Oct
21
Oversold, from Paolo Pezzutti
October 21, 2007 |
Suppose you bought any Friday where the stochastic indicator was oversold at the close. What is the percentage of winning trades, placing a sell limit order of c+x points for Monday? I checked in the past 10 years all the situations. If the order is not filled, you exit at Monday's close.
3 points 96%
5 points 86%
7 points 80%
9 points 70%
11 points 65%
15 points 63%
Larry Williams explains:
the problem is such an approach has massive equity drawdowns and small average profits per trade. The losses, when they come, are much bigger than the gains. Accuracy alone does not make for a good system or trader. Risk/reward trumps accuracy every time. Eventually large losses devour strings of wining trades.

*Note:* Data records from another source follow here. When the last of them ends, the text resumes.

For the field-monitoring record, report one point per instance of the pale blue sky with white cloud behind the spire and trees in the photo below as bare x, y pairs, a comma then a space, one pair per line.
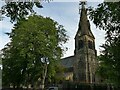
65, 13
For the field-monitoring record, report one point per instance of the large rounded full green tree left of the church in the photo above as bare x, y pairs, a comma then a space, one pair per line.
34, 50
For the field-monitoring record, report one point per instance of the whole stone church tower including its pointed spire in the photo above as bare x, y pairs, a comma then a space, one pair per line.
85, 53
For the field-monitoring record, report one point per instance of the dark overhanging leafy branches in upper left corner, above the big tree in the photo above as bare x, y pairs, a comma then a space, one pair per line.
17, 10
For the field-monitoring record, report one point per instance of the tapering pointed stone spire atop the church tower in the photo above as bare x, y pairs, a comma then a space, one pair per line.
84, 25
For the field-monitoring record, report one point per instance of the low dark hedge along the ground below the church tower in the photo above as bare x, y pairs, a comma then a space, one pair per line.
83, 86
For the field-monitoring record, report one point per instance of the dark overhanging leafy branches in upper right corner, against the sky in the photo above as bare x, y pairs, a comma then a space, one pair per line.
107, 17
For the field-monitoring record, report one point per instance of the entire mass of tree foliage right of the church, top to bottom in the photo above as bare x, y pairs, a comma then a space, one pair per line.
106, 16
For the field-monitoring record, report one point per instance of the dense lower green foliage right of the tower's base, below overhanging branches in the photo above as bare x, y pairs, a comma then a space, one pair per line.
110, 63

To evaluate such an approach, look at the equity curve; not just the numbers.
Jim Sogi adds:
The equity curve Larry talks about is a thing of beauty. We all know what happened after 1987 as well. The survivors prospered. If you want to argue sample, only time will tell. History unfolds in mysterious ways and you can never know the future. If you always look at 1987, you'll never trade. One way to avoid annihilation in addition to money management is to stay nimble in addition to having deep pockets. Wall Street has deeper pockets than you.
Phil McDonnell writes:
As an augmentation, the following discussion of the features of a normally distribued random walk with absorbing upside barriers should prove helpful. Naturally as traders this simply means using the theoretical distribution with an upside profit target.
Using a profit target will:
1. Double the probability of being at or above that target at the end of a fixed period of time.
2. Have no impact on your expected gain or loss.
3. Reduce your variance and standard deviation
4. Result in larger losses than gains
This result derives from the fact that the normal distribution is symmetric and self-similar. Thus it obeys a property called the Reflection Principle. Each price path has an equal and opposite mirror image. Each price point reached has a distribution of points past it and an equal and opposite distribution of points which were 'reflected back'. Elementery proofs for the analogous case of stops, using nothing more than high school algebra, are given in my book Optimal Portfolio Modeling.
It should be emphasized that this is the theoretical model. To the extent that one can find empirical evidence that the market does not conform to this, there may be something tradeable. But just because you can manipulate your distribution to double the probability of a winning trade does not mean that the average winnings will be any better My Motto: You need an edge — never let your money leave home without it.